Given that the town is competing with towns like Avon, Simsbury, Glastonbury and West Hartford, the complex would make South Windsor more appealing to people looking to move, he said.
“This is the kind of thing that would make South Windsor special,” Mawhinney said during a presentation to the Council.
One of the 100 or so people who showed up at the meeting said as much.
Michael Moriarty said that he was a young professional in town who has a wife and a 2-year-old child and that the proposed recreation center/ice rinks are exactly what is needed to attract more people like him to town.
In addition to attracting families to South Windsor, the complex would give the Promenade Shops at Evergreen Walk a “booster shot,” according to Mawhinney.
“Evergreen Walk was envisioned as a self-sustaining community,” he said. “The only thing missing is the community.”
The ice rinks alone would bring new people from all over the state to plan their holiday shopping around their sons’ and daughters’ hockey games, said Mawhinney, noting that hockey season takes place in October, November and December, prime time to buy gifts for Hanukkah and Christmas.
Mawhinney said that now is the time to take advantage of low building costs and interest rates (as low as 3 percent). If the town doesn’t do a project like this now, then it will never have a pool, a separate recreation center or an expansion to the senior center.
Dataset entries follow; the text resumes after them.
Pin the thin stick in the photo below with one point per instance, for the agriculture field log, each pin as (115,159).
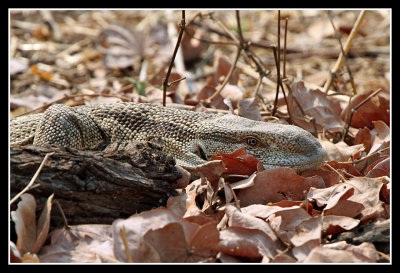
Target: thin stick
(171,63)
(343,53)
(284,49)
(356,108)
(233,66)
(347,46)
(66,97)
(125,242)
(32,180)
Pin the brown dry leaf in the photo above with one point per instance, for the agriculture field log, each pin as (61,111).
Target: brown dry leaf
(364,137)
(340,151)
(245,183)
(238,162)
(278,184)
(192,48)
(315,104)
(79,244)
(243,242)
(285,220)
(43,225)
(25,223)
(333,224)
(380,169)
(348,167)
(330,177)
(301,252)
(222,69)
(305,231)
(377,108)
(236,218)
(342,252)
(367,192)
(137,225)
(248,108)
(382,136)
(170,245)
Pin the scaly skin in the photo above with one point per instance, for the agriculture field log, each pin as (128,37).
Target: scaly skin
(191,137)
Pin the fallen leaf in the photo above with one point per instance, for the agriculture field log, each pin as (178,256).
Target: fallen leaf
(171,246)
(382,168)
(305,231)
(237,241)
(364,137)
(248,108)
(79,244)
(323,254)
(43,225)
(278,184)
(25,223)
(340,151)
(333,224)
(137,225)
(314,104)
(376,108)
(236,218)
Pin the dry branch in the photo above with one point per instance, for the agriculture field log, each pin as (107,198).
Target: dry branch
(96,186)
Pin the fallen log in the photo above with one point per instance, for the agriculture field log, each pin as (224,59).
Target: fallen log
(96,185)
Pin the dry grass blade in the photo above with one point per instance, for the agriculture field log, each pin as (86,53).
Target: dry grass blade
(171,63)
(347,46)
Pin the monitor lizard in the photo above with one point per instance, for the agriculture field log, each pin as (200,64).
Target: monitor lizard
(190,137)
“We have a small window of opportunity, and the window is closing,” he said. “The town needs to jump through that window.”
The pool was crucial for families with children on the South Windsor High girls swimming team, which hosts its home meets in Tolland, Mawhinney said. The town should have its own indoor swimming facility to support the successful program that has been self-funded for the last three years, Mawhinney said.
How Would It Work?
The arrangement would involve the creation of a 501(c)(3) entity by the developer John Finguerra to allow the complex to be constructed with bonds at an estimated rate of about 3 percent; the complex would then be leased back to the town for 30 years at an agreement between $500,000 and $1 million per year.
After 30 years, the town would buy the complex for $1. The town would not take out bonds to pay for the project and, therefore, would not need voter approval. The loan instead would appear as a line item on the town's budget every year.
The town’s recreation department would move to the new complex, with the Charles N. Enes Community Center would then have 17,000 square feet of new space to work with, Mawhinney said.
While it was reported earlier that no taxpayer dollars would go to fund the project - as the fees generated from the complex would cover the construction costs - Mawhinney said that the town would likely have to pay about $600,000 in additional revenue. Mawhinney added that the numbers he provided the council were conservative.
A Tentative Show of Support
Even with that news, some of the members of the Town Council were initially supportive of the project.
Councilor Kevin McCann said that he has been looking for a way to include a public skating rink into a proposal for some time, but could never find a realistic way of making it happen.
“To pair it with an indoor swimming pool and gym is a home run,” said McCann, who cautioned, however, that “we do have to vett the numbers.”
Still McCann noted the small window of opportunity to have a facility like the one proposed constructed with low building costs and interest rates.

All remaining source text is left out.